La primera celebración era en el noveno mes, Tlaxochimaco (que
se traduce: cuando las flores florecen) y la fiesta se llamó Miccailhuitontili
(Una pequeña celebración de muertos). En esta fecha se recordaba
a los muertos, aunque unos historiadores dicen que era para honrar a los
niños que habían muerto. La segunda celebración era
la gran celebración de muertros y se llevaba a cabo en el décimo
mes, Xocotl huctzi (cuando la fruta cae). En nuestro calendario el noveno
y décimo mes coinciden con Agosto y septiembre. La celebración
de Tlaxochimaco podría apenas ser comparada con las festividades
de Xocotl huctzi. El cronista Diego Duran dice que las celebraciones aztecas
sucedían día y noche, dentro y fuera de los templos y que
personas teñían sus cuerpos de negro y se untaban las caras
de hollín.
Durante la conquista española y la misión evangélica
de la Iglesia Católica, lo primero que trataron de destruir fueron
las creencias prehispánicas, junto con conceptos nativos del mundo
y la vida, incluyendo la muerte. En ambas culturas, azteca y cristiana,
sin emabrgo la idea de infierno, purgatorio y paraíso existen.

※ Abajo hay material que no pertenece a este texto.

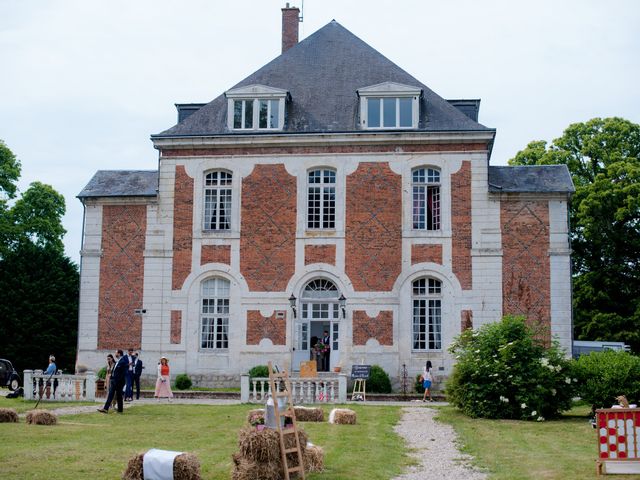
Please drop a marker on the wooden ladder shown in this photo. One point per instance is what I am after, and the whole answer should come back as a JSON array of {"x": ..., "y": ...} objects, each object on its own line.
[{"x": 276, "y": 380}]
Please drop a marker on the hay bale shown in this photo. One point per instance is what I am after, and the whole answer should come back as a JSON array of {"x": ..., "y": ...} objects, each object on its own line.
[
  {"x": 247, "y": 469},
  {"x": 8, "y": 415},
  {"x": 186, "y": 466},
  {"x": 254, "y": 415},
  {"x": 313, "y": 458},
  {"x": 264, "y": 446},
  {"x": 342, "y": 416},
  {"x": 306, "y": 414},
  {"x": 41, "y": 417}
]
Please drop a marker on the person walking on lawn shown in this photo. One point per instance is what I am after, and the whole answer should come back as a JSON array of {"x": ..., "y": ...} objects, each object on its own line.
[{"x": 116, "y": 383}]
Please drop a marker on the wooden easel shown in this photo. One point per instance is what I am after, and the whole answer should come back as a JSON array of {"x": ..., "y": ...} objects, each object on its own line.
[{"x": 282, "y": 379}]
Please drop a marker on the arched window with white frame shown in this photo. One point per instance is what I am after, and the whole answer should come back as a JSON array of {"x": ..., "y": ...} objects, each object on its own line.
[
  {"x": 214, "y": 315},
  {"x": 426, "y": 198},
  {"x": 217, "y": 200},
  {"x": 427, "y": 314},
  {"x": 321, "y": 199}
]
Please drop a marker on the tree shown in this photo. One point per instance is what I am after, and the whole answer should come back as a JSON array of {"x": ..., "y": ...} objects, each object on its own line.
[
  {"x": 38, "y": 283},
  {"x": 603, "y": 156}
]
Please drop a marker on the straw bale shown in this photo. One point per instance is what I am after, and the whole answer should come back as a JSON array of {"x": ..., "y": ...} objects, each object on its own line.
[
  {"x": 186, "y": 466},
  {"x": 41, "y": 417},
  {"x": 247, "y": 469},
  {"x": 255, "y": 414},
  {"x": 342, "y": 416},
  {"x": 306, "y": 414},
  {"x": 313, "y": 458},
  {"x": 264, "y": 445},
  {"x": 8, "y": 415}
]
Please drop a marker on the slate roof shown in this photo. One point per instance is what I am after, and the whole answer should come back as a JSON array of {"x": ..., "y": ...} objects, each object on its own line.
[
  {"x": 122, "y": 183},
  {"x": 322, "y": 74},
  {"x": 530, "y": 179}
]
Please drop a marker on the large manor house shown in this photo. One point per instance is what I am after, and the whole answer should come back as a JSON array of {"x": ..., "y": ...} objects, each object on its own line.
[{"x": 328, "y": 191}]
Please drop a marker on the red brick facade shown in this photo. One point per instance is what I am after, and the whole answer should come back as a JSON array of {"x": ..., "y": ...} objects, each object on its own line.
[
  {"x": 366, "y": 327},
  {"x": 267, "y": 243},
  {"x": 304, "y": 150},
  {"x": 426, "y": 254},
  {"x": 466, "y": 320},
  {"x": 461, "y": 225},
  {"x": 273, "y": 327},
  {"x": 121, "y": 276},
  {"x": 525, "y": 261},
  {"x": 215, "y": 254},
  {"x": 182, "y": 227},
  {"x": 373, "y": 233},
  {"x": 320, "y": 254},
  {"x": 176, "y": 326}
]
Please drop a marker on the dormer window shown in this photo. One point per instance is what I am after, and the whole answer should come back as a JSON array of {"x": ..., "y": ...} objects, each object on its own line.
[
  {"x": 256, "y": 107},
  {"x": 389, "y": 105}
]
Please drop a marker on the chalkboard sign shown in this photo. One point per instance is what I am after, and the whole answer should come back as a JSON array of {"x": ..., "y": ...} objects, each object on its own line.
[{"x": 360, "y": 371}]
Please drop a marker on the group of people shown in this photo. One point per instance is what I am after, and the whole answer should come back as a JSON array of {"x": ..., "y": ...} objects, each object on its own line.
[{"x": 123, "y": 374}]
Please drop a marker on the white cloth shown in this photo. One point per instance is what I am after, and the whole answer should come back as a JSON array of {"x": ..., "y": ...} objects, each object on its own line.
[{"x": 158, "y": 464}]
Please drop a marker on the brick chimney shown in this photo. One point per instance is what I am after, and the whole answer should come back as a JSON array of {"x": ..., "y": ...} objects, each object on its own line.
[{"x": 290, "y": 20}]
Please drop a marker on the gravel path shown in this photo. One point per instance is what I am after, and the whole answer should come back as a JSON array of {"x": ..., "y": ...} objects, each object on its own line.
[{"x": 434, "y": 445}]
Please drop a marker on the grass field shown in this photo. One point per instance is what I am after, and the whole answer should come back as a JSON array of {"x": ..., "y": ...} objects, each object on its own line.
[{"x": 97, "y": 446}]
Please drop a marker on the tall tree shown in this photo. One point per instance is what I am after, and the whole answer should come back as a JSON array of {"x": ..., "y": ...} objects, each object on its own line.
[
  {"x": 603, "y": 156},
  {"x": 38, "y": 284}
]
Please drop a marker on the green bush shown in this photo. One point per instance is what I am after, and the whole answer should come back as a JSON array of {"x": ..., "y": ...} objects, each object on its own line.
[
  {"x": 502, "y": 371},
  {"x": 259, "y": 371},
  {"x": 183, "y": 382},
  {"x": 378, "y": 381},
  {"x": 602, "y": 376}
]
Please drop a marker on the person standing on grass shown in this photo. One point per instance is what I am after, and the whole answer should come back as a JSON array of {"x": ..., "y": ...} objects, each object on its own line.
[
  {"x": 116, "y": 383},
  {"x": 427, "y": 380},
  {"x": 163, "y": 383}
]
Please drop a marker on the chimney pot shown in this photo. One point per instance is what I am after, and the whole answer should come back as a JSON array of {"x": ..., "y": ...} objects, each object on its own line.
[{"x": 290, "y": 25}]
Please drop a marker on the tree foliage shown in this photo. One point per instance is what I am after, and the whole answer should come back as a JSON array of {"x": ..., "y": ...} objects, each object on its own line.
[
  {"x": 38, "y": 307},
  {"x": 603, "y": 156},
  {"x": 38, "y": 284},
  {"x": 503, "y": 371}
]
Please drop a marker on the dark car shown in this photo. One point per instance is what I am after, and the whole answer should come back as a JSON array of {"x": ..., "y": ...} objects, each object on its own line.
[{"x": 8, "y": 375}]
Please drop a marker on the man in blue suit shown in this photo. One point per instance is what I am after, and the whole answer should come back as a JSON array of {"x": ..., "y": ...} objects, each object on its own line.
[
  {"x": 116, "y": 384},
  {"x": 137, "y": 373}
]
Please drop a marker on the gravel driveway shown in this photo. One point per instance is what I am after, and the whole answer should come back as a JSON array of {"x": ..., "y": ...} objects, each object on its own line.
[{"x": 434, "y": 445}]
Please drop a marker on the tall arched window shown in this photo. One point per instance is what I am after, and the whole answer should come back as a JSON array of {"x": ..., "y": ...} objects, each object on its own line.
[
  {"x": 214, "y": 317},
  {"x": 426, "y": 199},
  {"x": 427, "y": 314},
  {"x": 217, "y": 200},
  {"x": 321, "y": 199}
]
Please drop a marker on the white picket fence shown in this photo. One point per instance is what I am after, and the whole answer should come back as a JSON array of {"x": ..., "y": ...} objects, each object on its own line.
[
  {"x": 60, "y": 387},
  {"x": 303, "y": 390}
]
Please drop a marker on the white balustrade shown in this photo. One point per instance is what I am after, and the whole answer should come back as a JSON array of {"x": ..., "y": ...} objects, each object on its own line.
[
  {"x": 59, "y": 387},
  {"x": 303, "y": 390}
]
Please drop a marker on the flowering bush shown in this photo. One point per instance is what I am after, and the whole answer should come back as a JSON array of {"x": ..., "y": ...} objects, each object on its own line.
[
  {"x": 502, "y": 371},
  {"x": 605, "y": 375}
]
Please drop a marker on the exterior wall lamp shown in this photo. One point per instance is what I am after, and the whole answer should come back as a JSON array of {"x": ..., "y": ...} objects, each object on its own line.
[
  {"x": 292, "y": 303},
  {"x": 343, "y": 303}
]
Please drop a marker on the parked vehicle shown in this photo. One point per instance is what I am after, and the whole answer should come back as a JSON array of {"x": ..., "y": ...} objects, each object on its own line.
[
  {"x": 8, "y": 375},
  {"x": 584, "y": 347}
]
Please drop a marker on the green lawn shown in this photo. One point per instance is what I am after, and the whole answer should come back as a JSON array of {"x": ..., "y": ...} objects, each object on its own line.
[
  {"x": 511, "y": 449},
  {"x": 98, "y": 446}
]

No podían destruir completamente una cultura antigua, así
que la Iglesia Católica alentó el sincretismo, mezclando
las creencias cristianas con las tradiciones predominantes de la tierra
que estaban conquistando. Las celebraciones católicas de todos
los santos y día de muertos (1 y 2 de noviembre) fueron sobrepuestos
fácilmente en las tradiciones de muertos tarasca. Hasta hoy usted
puede ver símbolos cristianos tales como los crucifijos, los santos
y las velas colocadas junto a símbolos indígenas como las
ofrendas de flores y tabaco.
El altar de muertos está formado por un arco hecho de caña
que simboliza una puerta al o del inframundo El arco se cubre completamente
con cempazuchitl y se adorna con fruta tales como naranjas, manzanas y
plátanos, que sirven como un homenaje al sol, los planetas y la
luna. En este universo flota el pan de muertos. Este pan de muertos es
preparado por madres e hijas el 30 de octubre y toma las formas humanas
y de animales. Las calaveras de azúcar son las últimas y
más prominentes figuras colgadas en los arcos. La comida colocada
n el altar será comida por los vivos, pero se cree que los espíritus
consumen los olores del alimento ofrecido. En muchos altares encontrará
las delicias típicas mexicanas como los tamales, platos de frijoles,
enchiladas, tacos, los dulces y el chocolate. La Coca Cola, cerveza y
el tequila o mezcal son las bebidas más comunes y para difuntos
fumadores se colocan los cigarrillos, a menudo en las manos de un esqueleto.
El copal se utiliza para ahuyentar los malos espíritus y las llamas
de las velas sirven para calentar las manos y los cuerpos fríos
de los espíritus. El altar consiste generalmente de cuatro capas,
cada una representa uno de la cuatro elementos: tierra, agua, aire y fuego.
Los lugares más populares para ver estas festividades son el cementerio
en Soso o el panteón general en el barrio de Jalatlaco. La leyenda
dice que había una vez un taxista que recogió a una joven
en el panteón y la llevó a la dirección que ella
le dio. Llegando a la casa, la chica le dijo al taxista que no tenía
dinero, pero prometió pagarle al día siguiente. Ella le
pidió que viniera a la casa y hablara con su madre. El taxista
accedió regresar al día siguiente por su dinero. Cuando
llamó a la puerta de la casa donde había dejado a la chica
el día anterior y preguntó por la joven, la señora
le dijo que la chica que él mencionaba no vivía allí.
“¿Dónde la recogió Señor? ”, ella
le preguntó. “En el panteón general”, y ella
decidió dejarlo entrar. Le mostró algunos retratos de sus
hijos y le preguntó al taxista si era una de esas chicas la que
él subió al taxi. Él reconoció a una de ellas.
“Ella es mi hija la más joven. Murió hace seis años”.